Charges of light-bulb brigade

February 21, 2003

This week, The Diary brings you intelligence of what the country's academic registrars are doing when they're not shuffling papers - they're all exchanging puerile jokes about each others' students.

The following is a selection of their answers to the question: how many students does it take to change a light bulb at the following institutions?

Cambridge University: Three - one to mix the Martinis, one to call the electrician and one to call Daddy to pay the bill.

University College London: Two - one to change the bulb and the other to say loudly how he did it as well as an Oxbridge student.

Leicester University: Four - one to change the bulb and three to complain bitterly that it would not have been allowed to happen at Oxbridge, so please give us some funding. Please.

St Andrews University: Three - one to call the butler and two to arrange a tailor in Rome to design and make new suits for the special occasion.

If a light bulb in a major building blows, the number increases to , to allow for a brass band playing the Last Post and five Sun reporters. The following day, The Sun will contain a story along the lines of "Will's pals in blown bulb horror".

Imperial College: Eight - it's not that one isn't smart enough to do it, it's just that they're all violently twitching from too much stress to achieve coordinated movement.
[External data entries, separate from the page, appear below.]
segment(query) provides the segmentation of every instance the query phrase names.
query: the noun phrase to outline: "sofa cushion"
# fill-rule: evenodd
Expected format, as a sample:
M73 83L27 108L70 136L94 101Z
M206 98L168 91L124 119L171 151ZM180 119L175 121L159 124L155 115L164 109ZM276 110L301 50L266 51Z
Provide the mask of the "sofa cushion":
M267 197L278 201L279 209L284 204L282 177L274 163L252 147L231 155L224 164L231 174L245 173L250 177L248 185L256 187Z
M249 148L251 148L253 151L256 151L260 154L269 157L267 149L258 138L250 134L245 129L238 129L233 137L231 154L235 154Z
Umist: Five - one to design a light bulb that never needs changing, one to figure out how to illuminate the rest of Greater Manchester using said light bulb, two to instal it, and one to write the computer program that controls the wall switch.

Institute of Psychiatry: One - but the light bulb has to really want to change.

Plymouth University: Six - one to change it and five to campaign to make light-bulb changing a new degree subject.

Liverpool University: Only one - but he gets ten course credits for doing it.

Sussex University: None - light-bulb changing isn't specified as a transferable skill.

De Montfort University: Seven - two to change the bulb and five to write an interpretive modern drama about the experience.

Central School of Speech and Drama: 12 actors (three with walk-on parts, one bulb-carrier), two musicians, one sound designer and one stage manager.

It's a major (assessed) production. Two external examiners to watch and make notes. One video technician to record.

University of North London: Nobody knows - the light bulbs stay with the institution longer than the students.